Employers are legally responsible for ensuring that their premises are safe and secure and their employees remain safe from the threat of workplace violence. This means they may be held responsible for the criminal behaviour of employees and other individuals. The costs to employers, both direct and indirect, can be high. The fourth edition of Canadian Labour Reporter Special Report: Violence in the Workplace
is a fully updated and concise discussion of leading cases in workplace violence (including physical and mental harassment) and the various laws that apply to them, including human rights, health and safety, workplace insurance and the Criminal Code of Canada
. This edition will help you identify what constitutes workplace violence, what obligations are created by legislation and the common law and what employers need to do to be proactive and protect their workers and themselves.
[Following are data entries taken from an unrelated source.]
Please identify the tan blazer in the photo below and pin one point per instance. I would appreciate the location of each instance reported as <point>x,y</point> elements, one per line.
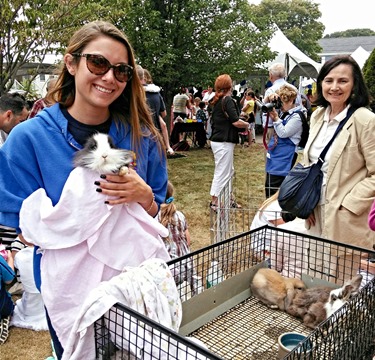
<point>350,188</point>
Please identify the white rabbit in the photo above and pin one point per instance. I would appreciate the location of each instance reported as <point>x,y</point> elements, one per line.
<point>318,303</point>
<point>275,290</point>
<point>100,154</point>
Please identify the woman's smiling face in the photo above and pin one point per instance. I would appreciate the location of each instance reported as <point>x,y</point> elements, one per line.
<point>94,93</point>
<point>337,86</point>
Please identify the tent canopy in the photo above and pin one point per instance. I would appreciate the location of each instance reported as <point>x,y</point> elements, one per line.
<point>295,61</point>
<point>360,55</point>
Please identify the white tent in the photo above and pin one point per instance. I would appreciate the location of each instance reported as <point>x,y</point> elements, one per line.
<point>296,62</point>
<point>360,55</point>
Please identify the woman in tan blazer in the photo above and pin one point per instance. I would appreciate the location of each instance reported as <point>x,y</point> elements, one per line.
<point>349,169</point>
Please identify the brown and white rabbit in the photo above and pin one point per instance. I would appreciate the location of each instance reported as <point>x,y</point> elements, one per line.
<point>318,303</point>
<point>275,290</point>
<point>100,154</point>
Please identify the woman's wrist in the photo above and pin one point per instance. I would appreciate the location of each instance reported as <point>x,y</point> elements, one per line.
<point>151,207</point>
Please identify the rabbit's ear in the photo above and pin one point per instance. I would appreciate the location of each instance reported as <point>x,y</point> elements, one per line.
<point>351,286</point>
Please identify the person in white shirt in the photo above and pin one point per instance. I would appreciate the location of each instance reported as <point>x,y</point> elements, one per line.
<point>277,74</point>
<point>13,110</point>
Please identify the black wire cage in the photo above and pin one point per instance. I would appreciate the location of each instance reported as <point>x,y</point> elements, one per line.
<point>220,312</point>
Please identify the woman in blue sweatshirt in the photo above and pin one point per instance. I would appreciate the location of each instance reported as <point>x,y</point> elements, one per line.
<point>95,92</point>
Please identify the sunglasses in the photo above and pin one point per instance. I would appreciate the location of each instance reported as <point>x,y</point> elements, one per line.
<point>99,65</point>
New updates for the fourth edition include
- A review and update of the legal and regulatory impact of Bill 168, which amended Ontario's Occupational Health and Safety Act (OHSA) by introducing provisions requiring employers to adopt policies and programs on workplace violence and harassment, to take measures protecting employees from acts of domestic violence in the workplace, and to warn employees where there is a likelihood of them coming into contact with an individual with a history of violence.
- An analysis of some of the recent case law and arbitrations referencing Bill 168, including City of Kingston and CUPE Local 109 (Hudson Grievance) (determining the appropriate penalties for acts of workplace violence), National Steel Car (Faiazza Grievance) (the duty of employers to investigate allegations of violence and harassment in the workplace), Shakur v. Mitchel Plastics (the potential seriousness of even an isolated incident of workplace violence) and General Motors of Canada Limited v. Johnson (the threshold for constructive dismissal due to a highly poisoned work environment).
- New Guidelines Governing Bullying and Harassment, as approved by the Board of Directors of WorkSafeBC, which came into force on November 1, 2013. These Guidelines have the force of law in British Columbia.
- Tips for Preventing and Managing Incidents of Violence or Harassment, as outlined by Work Safe Alberta.